# HowTo VLAN aufbauen



## Toto81 (24 Januar 2019)

Hallo Forum,
 wir möchten in unseren Bürocontainern vorübergehend(für ein paar Monate) ein Netzwerk aufbauen.
Bei  der Auswahl der richtigen Komponenten scheitert es gerade da wir uns  nicht ganz sicher sind, was Managed Switches und VLANs können.
Aktuelle Situation: 5 eigenständige WLAN Giga Cubes, ca 15 Anwender die sich je nach WLAN Empfang irgendwo drauf verbinden.

 Die Idee:
 In jedes der Büros einen Giga Cube als Gateway&DHCP-Server und  ein Switch. Das hat den Vorteil der Internettraffic wird etwas verteilt.
Allerdings sollen alle auf ein NAS und einen Drucker zugreifen können.
Lässt sich das mit Managed Switches realisieren?
Hättet ihr eine bessere Idee bzw Konfiguration für uns?

 Switch Büro 1:
Port 1: Rechner 1  (VLAN1)
Port 2: Rechner 2  (VLAN1)
Port 3: Giga Cube  (ist DHCP im VLAN1)
Port 4: 
Port 5: Serveraum
 Switch Büro 2:
Port 1: Rechner 1  (VLAN2)
Port 2: Rechner 2  (VLAN2)
Port 3: Giga Cube  (ist DHCP im VLAN2)
Port 4: frei
Port 5: Serveraum

 Switch Büro 3:
Port 1: Rechner 1  (VLAN3)
Port 2: Rechner 2  (VLAN3)
Port 3: Giga Cube  (ist DHCP im VLAN3)
Port 4: 
Port 5: Serveraum

 Switch Serveraum:
Port 1: Drucker
Port 2: NAS
Port 3: Büro 3
Port 4: Büro 1
Port 5: Büro 2

 Würden uns über Tipps und Hinweise freuen.
 Besten Dank schonmal
 toto


----------



## Thomas_v2.1 (24 Januar 2019)

Ein "Managed Switch" kann alles von - bis sein, einige können auch Routing-Funktionalität übernehmen.
Wenn die 3 Büro-Netzwerke zwingend voneinander getrennt sein müssen, wird das so vermutlich nicht oder nicht ganz einfach funktionieren.

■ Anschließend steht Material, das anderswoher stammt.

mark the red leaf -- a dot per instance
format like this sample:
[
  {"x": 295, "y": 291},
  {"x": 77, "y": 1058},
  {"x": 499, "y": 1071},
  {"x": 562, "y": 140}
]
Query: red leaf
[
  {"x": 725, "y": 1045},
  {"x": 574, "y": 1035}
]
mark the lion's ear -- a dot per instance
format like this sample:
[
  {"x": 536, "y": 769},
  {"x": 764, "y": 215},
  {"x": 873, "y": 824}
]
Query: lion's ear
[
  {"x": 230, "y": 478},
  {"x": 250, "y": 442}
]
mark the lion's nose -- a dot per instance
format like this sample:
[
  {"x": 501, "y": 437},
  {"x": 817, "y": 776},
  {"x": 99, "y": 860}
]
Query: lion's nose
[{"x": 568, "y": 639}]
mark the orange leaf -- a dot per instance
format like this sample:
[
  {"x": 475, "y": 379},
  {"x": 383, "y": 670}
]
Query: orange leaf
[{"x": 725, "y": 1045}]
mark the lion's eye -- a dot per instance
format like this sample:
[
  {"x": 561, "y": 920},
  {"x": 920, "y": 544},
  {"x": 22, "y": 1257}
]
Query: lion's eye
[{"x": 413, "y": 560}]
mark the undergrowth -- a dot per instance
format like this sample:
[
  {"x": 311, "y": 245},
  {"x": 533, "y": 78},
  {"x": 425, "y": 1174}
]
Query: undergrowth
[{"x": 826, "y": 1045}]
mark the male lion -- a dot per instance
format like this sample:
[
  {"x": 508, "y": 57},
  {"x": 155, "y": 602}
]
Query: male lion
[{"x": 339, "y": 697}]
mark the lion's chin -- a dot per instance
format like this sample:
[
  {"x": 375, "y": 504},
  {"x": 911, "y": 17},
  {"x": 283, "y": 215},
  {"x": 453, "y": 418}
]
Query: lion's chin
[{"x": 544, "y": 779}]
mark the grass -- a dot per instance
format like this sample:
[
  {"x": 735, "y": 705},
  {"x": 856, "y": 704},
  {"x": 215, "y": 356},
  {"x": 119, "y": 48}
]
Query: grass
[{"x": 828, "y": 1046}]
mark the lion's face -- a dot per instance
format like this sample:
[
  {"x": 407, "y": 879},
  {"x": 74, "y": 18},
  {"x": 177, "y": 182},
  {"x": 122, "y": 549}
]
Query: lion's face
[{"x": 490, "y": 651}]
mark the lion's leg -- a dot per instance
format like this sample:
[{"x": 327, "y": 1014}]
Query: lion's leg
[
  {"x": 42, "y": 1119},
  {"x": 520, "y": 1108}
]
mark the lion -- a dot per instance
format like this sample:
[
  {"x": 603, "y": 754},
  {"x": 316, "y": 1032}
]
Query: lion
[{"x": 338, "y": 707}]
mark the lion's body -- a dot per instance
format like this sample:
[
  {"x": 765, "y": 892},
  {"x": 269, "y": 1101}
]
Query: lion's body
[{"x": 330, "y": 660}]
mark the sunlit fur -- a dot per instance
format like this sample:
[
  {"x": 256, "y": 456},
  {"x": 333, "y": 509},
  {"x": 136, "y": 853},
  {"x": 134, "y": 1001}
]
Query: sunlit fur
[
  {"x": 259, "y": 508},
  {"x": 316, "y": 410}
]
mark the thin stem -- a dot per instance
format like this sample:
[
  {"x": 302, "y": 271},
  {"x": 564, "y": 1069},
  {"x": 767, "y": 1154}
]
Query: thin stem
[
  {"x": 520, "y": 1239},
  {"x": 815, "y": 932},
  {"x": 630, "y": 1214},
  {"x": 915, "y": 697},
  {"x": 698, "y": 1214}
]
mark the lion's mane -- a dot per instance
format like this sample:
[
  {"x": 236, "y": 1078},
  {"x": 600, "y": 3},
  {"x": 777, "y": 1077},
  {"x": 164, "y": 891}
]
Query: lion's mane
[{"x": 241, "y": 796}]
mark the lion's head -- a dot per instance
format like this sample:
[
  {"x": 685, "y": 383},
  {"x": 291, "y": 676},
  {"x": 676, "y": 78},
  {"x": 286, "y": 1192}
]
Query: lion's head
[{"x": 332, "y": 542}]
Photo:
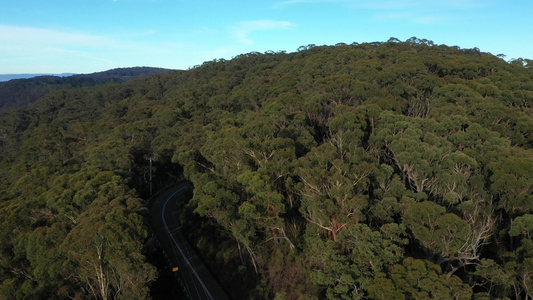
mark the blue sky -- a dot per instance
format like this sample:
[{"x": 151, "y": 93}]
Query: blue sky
[{"x": 84, "y": 36}]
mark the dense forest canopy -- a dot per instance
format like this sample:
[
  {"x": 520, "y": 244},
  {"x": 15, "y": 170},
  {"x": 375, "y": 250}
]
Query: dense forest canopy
[{"x": 394, "y": 170}]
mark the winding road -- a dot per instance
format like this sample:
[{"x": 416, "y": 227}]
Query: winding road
[{"x": 196, "y": 278}]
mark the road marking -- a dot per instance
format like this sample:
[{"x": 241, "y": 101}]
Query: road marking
[{"x": 206, "y": 290}]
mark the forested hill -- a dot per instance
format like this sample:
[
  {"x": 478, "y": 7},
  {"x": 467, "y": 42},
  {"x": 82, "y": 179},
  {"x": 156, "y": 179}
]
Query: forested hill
[
  {"x": 21, "y": 92},
  {"x": 394, "y": 170}
]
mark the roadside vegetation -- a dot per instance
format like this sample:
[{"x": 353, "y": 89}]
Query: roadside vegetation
[{"x": 393, "y": 170}]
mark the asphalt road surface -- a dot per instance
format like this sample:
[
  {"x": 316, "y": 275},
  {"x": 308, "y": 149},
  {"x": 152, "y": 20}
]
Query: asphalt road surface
[{"x": 196, "y": 278}]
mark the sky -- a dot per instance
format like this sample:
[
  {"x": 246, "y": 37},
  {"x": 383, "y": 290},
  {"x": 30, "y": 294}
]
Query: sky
[{"x": 85, "y": 36}]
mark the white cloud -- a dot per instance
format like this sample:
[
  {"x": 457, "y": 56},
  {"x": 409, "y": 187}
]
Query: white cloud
[{"x": 243, "y": 29}]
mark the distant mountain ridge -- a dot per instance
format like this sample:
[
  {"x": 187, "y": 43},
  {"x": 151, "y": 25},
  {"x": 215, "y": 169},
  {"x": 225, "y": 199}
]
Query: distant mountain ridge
[
  {"x": 21, "y": 92},
  {"x": 7, "y": 77}
]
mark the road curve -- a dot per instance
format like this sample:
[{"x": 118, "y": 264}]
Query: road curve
[{"x": 196, "y": 278}]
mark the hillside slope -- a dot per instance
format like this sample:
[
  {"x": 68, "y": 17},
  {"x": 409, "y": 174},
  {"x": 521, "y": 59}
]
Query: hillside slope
[
  {"x": 379, "y": 170},
  {"x": 21, "y": 92}
]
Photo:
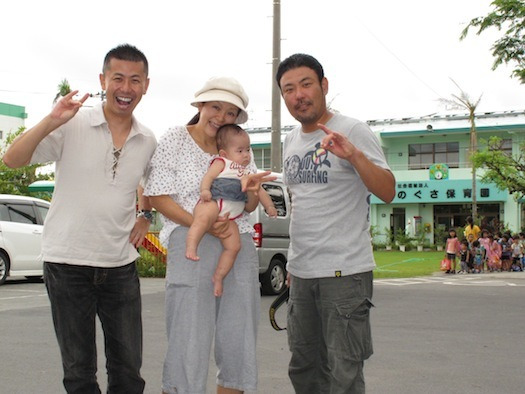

Ich würde es vermutlich so lösen:
Einen einzigen Router oder Switch mit Routing-Funktionalität im Serverraum einbauen. An diesem richtest du 3 WAN-Schnittstellen mit den 3 angeschlossenen Giga Cubes ein. Dein Drucker/Nas-Netzwerk ist quasi ein viertes Netzwerk / VLAN, würde ich in Art einer DMZ konfigurieren. Der Router macht dann den DHCP-Server für die 3 Büro Netze, und leitet Anfragen an Drucker oder NAS in das DMZ-Netzwerk, und alles andere geht dann über die WAN-Schnittstelle raus.
VLAN benötigst du in dem Fall nicht unbedingt, sondern konfigurierst alles über Netzwerke, Routing-Tabellen und Access-Listen im Router. Alle anderen Switche können dann auch unmanaged sein.
Wenn viel Spieltrieb herrscht, kannst du im Router auch noch Load-Balancing und solche Spielereien konfigurieren.


----------